The IRS doesn’t care how they are paid. They will go through hoops to ‘help’ you pay them. You can take a personal loan, or even charge a credit card right on their website to pay in full. Sometimes paying in full is not an option. What do you do then? You can make scheduled payments to the IRS for your tax due. The IRS refers to this as an installment agreement. It can be setup through various methods.
We are in an electronic age, and the common method to do things these days is on the internet – the IRS is actually up to date in that regard. On the IRS website – and please be sure you are on the .gov site, not any other – there is a big grey button near the top left that says ‘pay’. If you hover over this you have a few options, one of them is listed as ‘payment plan (installment agreement).
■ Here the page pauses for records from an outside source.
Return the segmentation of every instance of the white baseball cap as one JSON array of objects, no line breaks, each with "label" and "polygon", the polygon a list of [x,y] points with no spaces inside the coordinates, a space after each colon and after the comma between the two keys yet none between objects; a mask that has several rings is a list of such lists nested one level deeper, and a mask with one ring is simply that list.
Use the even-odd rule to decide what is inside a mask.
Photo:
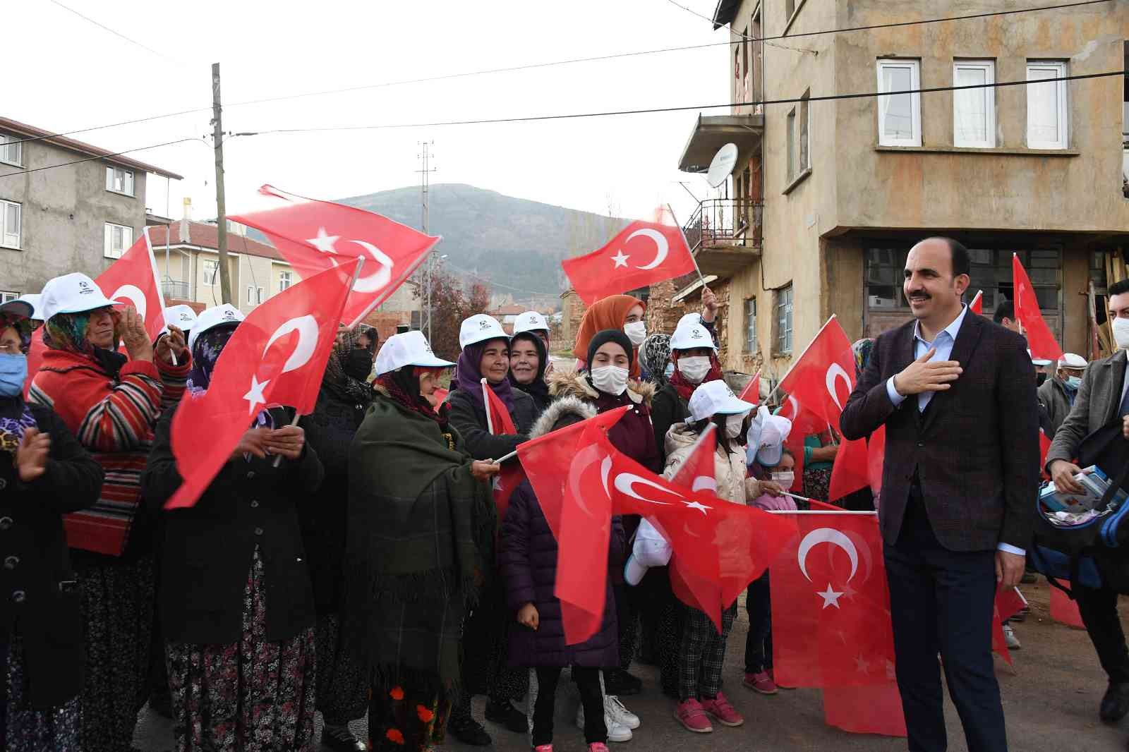
[{"label": "white baseball cap", "polygon": [[536,311],[526,311],[514,322],[514,333],[549,331],[549,322]]},{"label": "white baseball cap", "polygon": [[709,330],[699,323],[679,324],[671,338],[671,350],[695,350],[698,348],[709,348],[717,352],[714,344],[714,336]]},{"label": "white baseball cap", "polygon": [[243,312],[233,306],[229,303],[225,303],[219,306],[212,306],[211,308],[204,308],[196,316],[196,323],[192,325],[192,331],[189,332],[189,352],[196,343],[196,338],[207,332],[209,329],[215,329],[222,324],[235,324],[239,325],[245,318]]},{"label": "white baseball cap", "polygon": [[752,402],[737,399],[720,378],[706,382],[690,395],[690,419],[695,422],[714,416],[738,416],[755,409]]},{"label": "white baseball cap", "polygon": [[498,320],[485,314],[474,314],[470,318],[463,320],[463,325],[458,327],[458,347],[465,348],[467,344],[478,344],[487,340],[502,339],[509,341],[509,334],[501,327]]},{"label": "white baseball cap", "polygon": [[97,282],[81,272],[56,277],[43,286],[36,311],[47,321],[56,313],[84,313],[121,305],[107,298]]},{"label": "white baseball cap", "polygon": [[671,554],[674,550],[669,541],[655,530],[646,518],[639,522],[639,530],[636,531],[634,545],[631,556],[623,565],[623,579],[628,585],[638,585],[642,576],[651,567],[665,567],[671,562]]},{"label": "white baseball cap", "polygon": [[[498,322],[495,322],[498,323]],[[393,370],[399,370],[404,366],[419,366],[420,368],[448,368],[455,364],[449,360],[436,358],[431,352],[423,332],[412,330],[393,334],[380,346],[380,351],[376,353],[376,375]]]}]

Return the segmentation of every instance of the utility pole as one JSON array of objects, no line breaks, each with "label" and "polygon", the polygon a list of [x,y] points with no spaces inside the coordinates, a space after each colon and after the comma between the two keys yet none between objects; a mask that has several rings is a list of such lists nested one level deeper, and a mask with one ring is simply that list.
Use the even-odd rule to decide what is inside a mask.
[{"label": "utility pole", "polygon": [[219,99],[219,63],[212,63],[212,146],[216,149],[216,225],[219,236],[219,295],[231,303],[230,268],[227,263],[227,201],[224,198],[224,121]]},{"label": "utility pole", "polygon": [[[429,148],[435,145],[435,141],[420,141],[420,146],[423,147],[422,152],[419,155],[422,161],[422,169],[417,172],[420,173],[420,203],[422,210],[422,228],[423,234],[428,231],[428,185],[429,176],[436,170],[435,167],[428,167],[428,160],[434,157],[434,154],[429,152]],[[431,341],[431,287],[435,282],[435,256],[428,255],[427,260],[427,272],[425,274],[425,283],[427,285],[427,292],[425,296],[425,307],[427,309],[427,340]]]}]

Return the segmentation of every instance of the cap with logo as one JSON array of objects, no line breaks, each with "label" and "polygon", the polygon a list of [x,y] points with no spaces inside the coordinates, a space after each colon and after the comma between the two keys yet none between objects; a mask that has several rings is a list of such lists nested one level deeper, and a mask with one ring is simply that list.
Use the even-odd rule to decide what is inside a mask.
[{"label": "cap with logo", "polygon": [[196,339],[209,329],[216,329],[217,326],[222,326],[224,324],[235,324],[238,326],[239,322],[244,318],[245,316],[243,315],[243,312],[229,303],[212,306],[211,308],[204,308],[200,312],[200,315],[196,316],[196,323],[193,324],[192,331],[189,332],[189,351],[192,351],[192,348],[196,343]]},{"label": "cap with logo", "polygon": [[377,376],[399,370],[404,366],[448,368],[454,365],[449,360],[435,357],[427,338],[419,330],[393,334],[384,341],[380,351],[376,353]]},{"label": "cap with logo", "polygon": [[712,416],[737,416],[756,409],[752,402],[737,399],[720,378],[706,382],[690,395],[690,419],[704,420]]},{"label": "cap with logo", "polygon": [[549,322],[536,311],[526,311],[514,321],[514,334],[542,331],[549,331]]},{"label": "cap with logo", "polygon": [[501,327],[498,320],[485,314],[474,314],[470,318],[464,318],[463,325],[458,327],[460,348],[499,338],[509,341],[509,334]]},{"label": "cap with logo", "polygon": [[97,282],[81,272],[63,274],[44,285],[40,304],[43,321],[59,313],[85,313],[119,305],[103,294]]}]

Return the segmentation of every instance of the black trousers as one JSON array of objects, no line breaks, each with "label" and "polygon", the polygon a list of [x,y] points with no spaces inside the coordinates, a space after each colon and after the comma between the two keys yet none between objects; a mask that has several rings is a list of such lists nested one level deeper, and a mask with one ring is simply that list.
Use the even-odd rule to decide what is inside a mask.
[{"label": "black trousers", "polygon": [[1118,618],[1118,594],[1108,587],[1095,591],[1080,585],[1073,591],[1082,622],[1110,683],[1129,683],[1129,649]]},{"label": "black trousers", "polygon": [[949,551],[911,492],[898,542],[885,546],[898,689],[910,752],[944,752],[940,654],[969,752],[1006,752],[992,666],[996,552]]},{"label": "black trousers", "polygon": [[[561,668],[537,666],[537,701],[533,705],[533,746],[553,741],[553,707],[557,701],[557,682]],[[599,691],[599,668],[572,666],[572,681],[580,690],[584,706],[585,744],[607,743],[607,726],[604,725],[604,696]]]}]

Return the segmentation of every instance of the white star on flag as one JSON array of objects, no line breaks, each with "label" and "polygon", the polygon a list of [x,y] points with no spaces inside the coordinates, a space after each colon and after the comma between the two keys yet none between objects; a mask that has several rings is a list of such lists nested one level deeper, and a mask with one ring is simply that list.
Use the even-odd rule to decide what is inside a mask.
[{"label": "white star on flag", "polygon": [[306,243],[309,243],[310,245],[313,245],[315,248],[317,248],[322,253],[336,253],[338,251],[336,251],[336,248],[333,247],[333,244],[338,242],[339,237],[341,237],[341,236],[340,235],[326,235],[325,234],[325,228],[324,227],[318,227],[317,228],[317,237],[307,238]]},{"label": "white star on flag", "polygon": [[253,416],[255,413],[255,408],[257,405],[266,404],[266,399],[263,396],[263,390],[265,390],[266,385],[270,383],[271,379],[268,378],[265,382],[260,384],[254,374],[251,375],[251,388],[243,395],[243,399],[251,403],[251,408],[247,410],[248,416]]},{"label": "white star on flag", "polygon": [[816,595],[823,598],[824,609],[832,605],[838,609],[839,597],[842,595],[842,593],[835,593],[833,589],[831,589],[831,583],[828,583],[828,589],[824,591],[823,593],[816,593]]}]

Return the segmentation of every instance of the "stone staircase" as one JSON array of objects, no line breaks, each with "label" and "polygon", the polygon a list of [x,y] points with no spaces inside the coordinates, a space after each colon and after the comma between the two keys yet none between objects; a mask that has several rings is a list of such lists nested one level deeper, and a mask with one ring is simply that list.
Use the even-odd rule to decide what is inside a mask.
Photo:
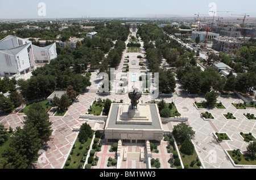
[{"label": "stone staircase", "polygon": [[139,161],[141,154],[139,152],[129,152],[127,153],[127,160],[137,160]]}]

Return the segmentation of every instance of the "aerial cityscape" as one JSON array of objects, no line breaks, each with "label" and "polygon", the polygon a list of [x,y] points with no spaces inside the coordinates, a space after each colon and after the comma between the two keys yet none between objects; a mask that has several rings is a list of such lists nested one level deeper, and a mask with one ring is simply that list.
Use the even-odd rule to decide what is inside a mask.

If instead you click on the word pay, on the far left you will see a list, and it just says ‘payment plan’. Either way you end up at this location https://www.irs.gov/payments/online-payment-agreement-application
The IRS has been working to revamp their websites and taxpayer interaction to be more intuitive, and walking through that webpage is much more streamlined than it was in the past.
Alternatively, one could call the IRS and set up the payment plan over the phone with an IRS agent. Be warned, the hold times can exceed an hour. 1-800-829-1040 is the national IRS phone number.
The last option is sending in the form directly in the mail, made attractive by no hold time or fussing with the internet and creating a user/password – but filling out forms has its own downsides. The form is 9465 and searching for it via google will produce a good result – it should lead you here https://www.irs.gov/pub/irs-pdf/f9465.pdf
Generally, with an installment plan, if your total debt (if you owe for more than 1 year) is less than $25,000.00 you are able to setup a plan for up to 72 months – which is 6 years. The plan is not designed like a car loan or a home loan where the interest is pushed to the first part of the ‘loan’ (yes, interest still accumulates). It is a calculation they do based on total amount owed, adding the prior interest to the total (compounding interest). Paying the loan of faster does reduce total interest owed, but not in giant leaps like beforementioned car or house loans.
Due to how the interest works, often I advise my clients to sign up for the minimum payment possible for their debt (the minimum has to be able to pay the balance due within 72 months) – but the desire is to make bigger payments. The benefit to signing up for the minimum vs large payments is avoiding potential curveballs life inevitably throws at you. Don’t sign up for an aggressive $2,000.00 a month. Sign up for a modest $121.00 a month (or whatever your calculation comes to) but make those aggressive $2,000.00 payments anyway each month. Then when 2 tires blow out, or Christmas happens, you can still make your obligatory payment of $121.00, and be able to handle the curveball. Payment plans with the IRS are firm, you miss a single payment – you have voided the terms of the plan, and the total balance is now due. It isn’t fun to get that IRS letter in the mail. You can always just setup a new plan, but why go through the extra work.